States are allowed to opt out of exchanges and raise or lower state tax obligations. The proposed S.C. law does not, in fact, “nullify” any provision of the federal law, and thus does not violate the Supremacy of Clause in Article VI of the U.S. Constitution, no matter the “purposes” in the minds of the Legislators that pass it. The Supreme Court “dicta” Think Progress cites from the majority opinion of the 2012 Arizona v. U.S. immigration case concerning state laws as “obstacles” to the “full purposes and objectives of Congress” was not controlling on that case. Arizona’s immigration laws directly contradicted federal law in many particulars. The proposed S.C. House bill does not so contradict Obamacare.

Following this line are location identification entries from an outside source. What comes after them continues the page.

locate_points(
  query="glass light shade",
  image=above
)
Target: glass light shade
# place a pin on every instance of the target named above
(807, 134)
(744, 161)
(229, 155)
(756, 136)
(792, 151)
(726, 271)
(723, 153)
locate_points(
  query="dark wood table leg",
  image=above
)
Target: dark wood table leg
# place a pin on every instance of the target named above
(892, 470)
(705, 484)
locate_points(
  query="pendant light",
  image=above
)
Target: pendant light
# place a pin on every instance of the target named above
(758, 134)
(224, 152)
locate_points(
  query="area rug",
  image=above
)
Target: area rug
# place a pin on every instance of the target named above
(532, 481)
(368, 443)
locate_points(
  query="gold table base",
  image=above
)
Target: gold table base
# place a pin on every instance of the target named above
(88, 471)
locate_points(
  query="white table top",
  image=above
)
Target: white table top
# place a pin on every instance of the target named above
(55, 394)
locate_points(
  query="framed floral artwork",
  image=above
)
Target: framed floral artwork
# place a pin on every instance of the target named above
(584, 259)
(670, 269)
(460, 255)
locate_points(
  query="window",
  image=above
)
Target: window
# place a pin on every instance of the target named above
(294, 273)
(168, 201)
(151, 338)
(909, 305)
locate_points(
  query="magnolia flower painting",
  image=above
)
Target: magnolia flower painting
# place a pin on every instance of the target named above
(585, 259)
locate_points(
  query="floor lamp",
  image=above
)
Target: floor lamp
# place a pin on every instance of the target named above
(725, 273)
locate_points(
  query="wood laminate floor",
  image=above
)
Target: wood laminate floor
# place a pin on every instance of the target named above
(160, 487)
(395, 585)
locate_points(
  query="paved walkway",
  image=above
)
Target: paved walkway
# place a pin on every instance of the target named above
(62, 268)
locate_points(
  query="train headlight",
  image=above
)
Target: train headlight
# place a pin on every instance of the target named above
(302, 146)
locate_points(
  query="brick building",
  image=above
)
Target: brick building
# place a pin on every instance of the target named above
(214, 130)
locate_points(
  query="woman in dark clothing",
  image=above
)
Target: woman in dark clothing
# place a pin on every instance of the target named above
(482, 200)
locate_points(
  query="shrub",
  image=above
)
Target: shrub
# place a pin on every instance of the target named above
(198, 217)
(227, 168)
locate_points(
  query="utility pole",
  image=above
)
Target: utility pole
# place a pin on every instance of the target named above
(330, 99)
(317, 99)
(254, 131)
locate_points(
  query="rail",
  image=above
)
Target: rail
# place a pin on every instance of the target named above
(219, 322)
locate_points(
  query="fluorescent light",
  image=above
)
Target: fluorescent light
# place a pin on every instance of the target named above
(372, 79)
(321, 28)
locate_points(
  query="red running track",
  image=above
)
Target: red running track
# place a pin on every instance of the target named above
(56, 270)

States are allowed to refuse to set up exchanges and the federal individual mandate tax would still be imposed, whether S.C. residents have an off-setting state tax deduction or not.

South Carolina is leading the country in reclaiming state sovereignty under the 10th Amendment. If more states were this willing to stand up to the federal government, the balance of government power envisioned by the founding fathers could be restored. While doing so, state legislators would be wise to take Think Progress’ biased but legitimate concern about the unintended consequences of eliminating the individual mandate while leaving the ban on pre-existing conditions in place.